A handoff done in-memory: the previous session's history is summarised, and the summary seeds a fresh session. Lossy by design: the transcript is a primary source, the summary a secondary source — detail traded for headroom. Triggered manually by the user, or automatically via autocompact.
The mechanism: the context window is finite, and a long session fills it — every tool result, every file read, every wrong turn stays in history. When it gets heavy, the harness asks the model to summarise the session, throws the original history away, and seeds a fresh session with the summary. Whatever didn't make it into the summary is gone from the context. Some harnesses soften this by keeping the old transcript on disk and leaving a context pointer to it in the summary — the secondary source links back to its primary source, so a detail the summary lost can be recovered by re-reading the original.

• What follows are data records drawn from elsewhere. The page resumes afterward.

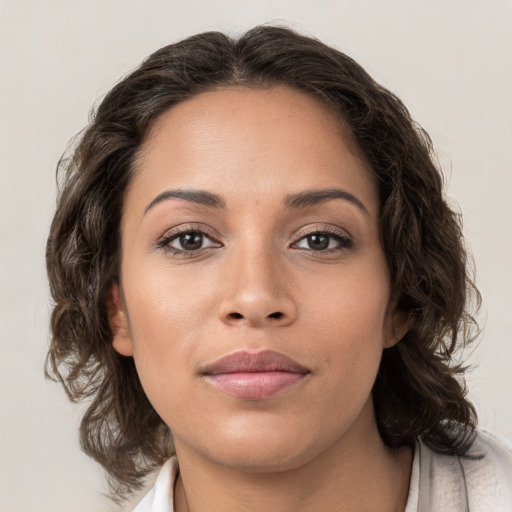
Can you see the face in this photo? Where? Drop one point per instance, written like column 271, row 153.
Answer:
column 254, row 293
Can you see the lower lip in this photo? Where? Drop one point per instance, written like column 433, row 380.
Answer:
column 255, row 385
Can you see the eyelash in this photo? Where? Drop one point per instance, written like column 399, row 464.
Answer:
column 344, row 242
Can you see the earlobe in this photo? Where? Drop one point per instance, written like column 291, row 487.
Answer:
column 121, row 336
column 399, row 324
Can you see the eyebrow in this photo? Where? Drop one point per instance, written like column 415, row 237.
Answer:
column 294, row 201
column 194, row 196
column 314, row 197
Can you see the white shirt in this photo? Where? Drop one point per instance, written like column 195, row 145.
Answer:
column 481, row 481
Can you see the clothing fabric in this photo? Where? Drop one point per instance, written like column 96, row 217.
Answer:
column 480, row 481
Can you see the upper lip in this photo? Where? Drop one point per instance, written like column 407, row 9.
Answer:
column 251, row 362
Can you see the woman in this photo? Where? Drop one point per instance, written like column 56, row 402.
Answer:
column 256, row 275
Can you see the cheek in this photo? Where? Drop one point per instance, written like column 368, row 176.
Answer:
column 167, row 315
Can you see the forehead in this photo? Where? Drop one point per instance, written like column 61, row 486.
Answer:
column 270, row 141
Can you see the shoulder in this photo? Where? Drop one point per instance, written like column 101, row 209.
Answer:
column 479, row 481
column 160, row 497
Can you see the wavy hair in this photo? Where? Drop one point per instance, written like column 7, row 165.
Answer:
column 419, row 390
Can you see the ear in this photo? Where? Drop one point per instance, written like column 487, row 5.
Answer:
column 397, row 325
column 118, row 321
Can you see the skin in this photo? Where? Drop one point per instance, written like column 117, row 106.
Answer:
column 315, row 445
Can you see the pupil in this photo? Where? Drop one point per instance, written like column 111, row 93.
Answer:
column 191, row 241
column 318, row 242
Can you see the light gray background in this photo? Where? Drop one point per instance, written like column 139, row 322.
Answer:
column 449, row 60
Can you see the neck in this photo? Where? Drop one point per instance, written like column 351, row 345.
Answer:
column 358, row 473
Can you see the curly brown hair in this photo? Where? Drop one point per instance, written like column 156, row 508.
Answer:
column 419, row 390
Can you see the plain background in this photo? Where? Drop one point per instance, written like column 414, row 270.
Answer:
column 449, row 60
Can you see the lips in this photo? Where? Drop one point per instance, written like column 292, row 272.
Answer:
column 254, row 375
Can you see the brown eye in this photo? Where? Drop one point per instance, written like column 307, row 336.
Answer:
column 324, row 242
column 318, row 242
column 188, row 241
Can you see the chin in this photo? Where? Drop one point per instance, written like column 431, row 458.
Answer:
column 263, row 447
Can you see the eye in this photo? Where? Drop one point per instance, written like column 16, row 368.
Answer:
column 187, row 241
column 324, row 241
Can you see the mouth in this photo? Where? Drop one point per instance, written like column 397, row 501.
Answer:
column 254, row 375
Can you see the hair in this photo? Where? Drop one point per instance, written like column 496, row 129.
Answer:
column 420, row 388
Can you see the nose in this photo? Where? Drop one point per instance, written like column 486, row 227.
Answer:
column 255, row 291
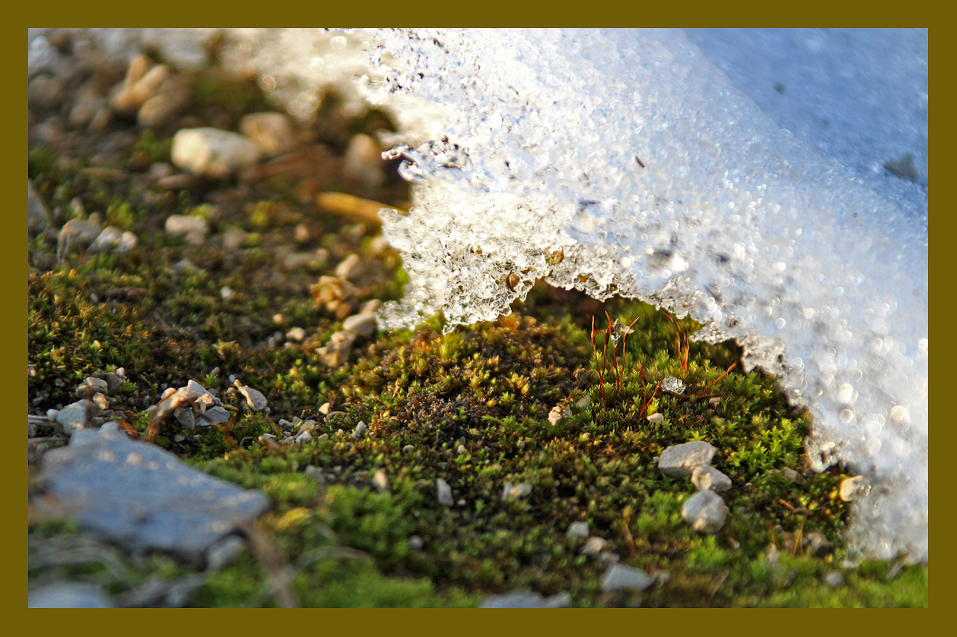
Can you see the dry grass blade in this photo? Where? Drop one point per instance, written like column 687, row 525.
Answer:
column 350, row 206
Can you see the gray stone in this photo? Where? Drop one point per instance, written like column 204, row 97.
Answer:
column 620, row 577
column 143, row 496
column 69, row 595
column 680, row 460
column 672, row 384
column 92, row 385
column 361, row 324
column 526, row 599
column 186, row 224
column 834, row 579
column 272, row 133
column 254, row 398
column 516, row 491
column 75, row 416
column 444, row 492
column 705, row 477
column 380, row 481
column 852, row 488
column 577, row 529
column 217, row 414
column 705, row 511
column 212, row 152
column 224, row 552
column 595, row 545
column 558, row 414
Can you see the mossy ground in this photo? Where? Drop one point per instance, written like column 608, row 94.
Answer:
column 470, row 407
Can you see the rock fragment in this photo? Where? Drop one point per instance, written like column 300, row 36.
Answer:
column 336, row 352
column 68, row 595
column 558, row 414
column 620, row 577
column 142, row 495
column 577, row 529
column 254, row 398
column 595, row 545
column 852, row 488
column 834, row 579
column 361, row 324
column 363, row 161
column 816, row 544
column 212, row 152
column 223, row 552
column 516, row 491
column 526, row 599
column 380, row 481
column 705, row 477
column 705, row 511
column 443, row 492
column 90, row 386
column 680, row 460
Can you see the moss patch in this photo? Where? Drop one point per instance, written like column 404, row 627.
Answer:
column 470, row 407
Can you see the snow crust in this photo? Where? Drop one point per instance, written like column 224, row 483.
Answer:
column 657, row 164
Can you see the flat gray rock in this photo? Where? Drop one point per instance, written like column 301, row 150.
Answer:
column 620, row 577
column 526, row 599
column 143, row 495
column 705, row 477
column 68, row 595
column 705, row 511
column 680, row 460
column 443, row 492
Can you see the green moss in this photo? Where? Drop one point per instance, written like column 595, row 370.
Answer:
column 470, row 407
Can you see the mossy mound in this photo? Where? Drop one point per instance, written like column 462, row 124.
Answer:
column 470, row 407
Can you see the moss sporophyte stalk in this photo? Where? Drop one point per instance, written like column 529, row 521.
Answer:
column 352, row 455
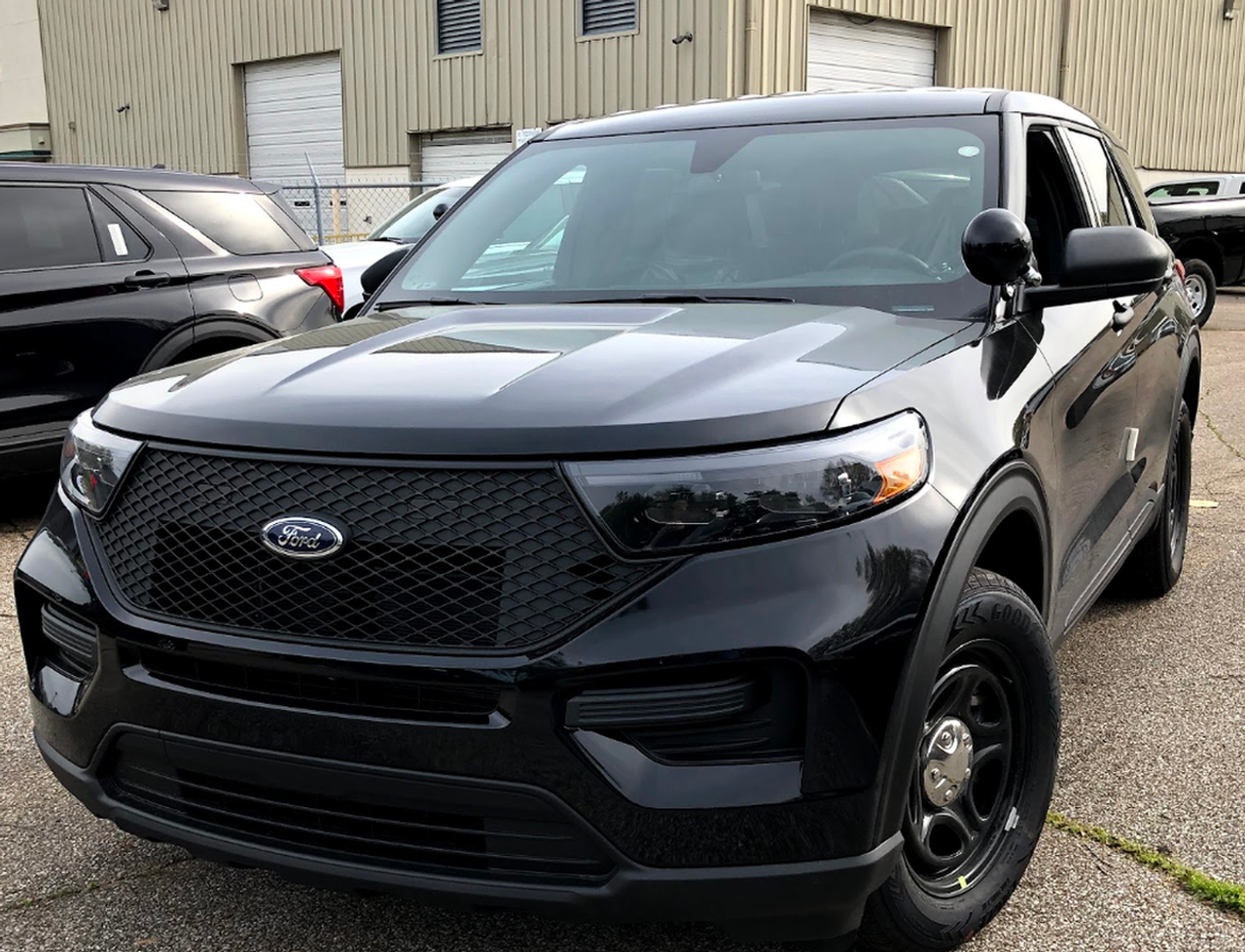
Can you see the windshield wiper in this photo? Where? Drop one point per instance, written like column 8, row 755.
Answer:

The summary is written by the model, so it can be prompted. "Preserve the schema decisions" makes the generated artifact more deliberate. Timing matters too — compact at a phase boundary, after the plan is settled, not mid-task.
Contrast with clearing, which drops everything and starts cold: compaction tries to carry the essentials across; clearing bets they're already written down somewhere better.
Usage:
"Context's getting heavy and I still have the test pass to do."
"Compact before you start — write what must survive into the summary prompt so the new session keeps the schema decisions and drops the exploration."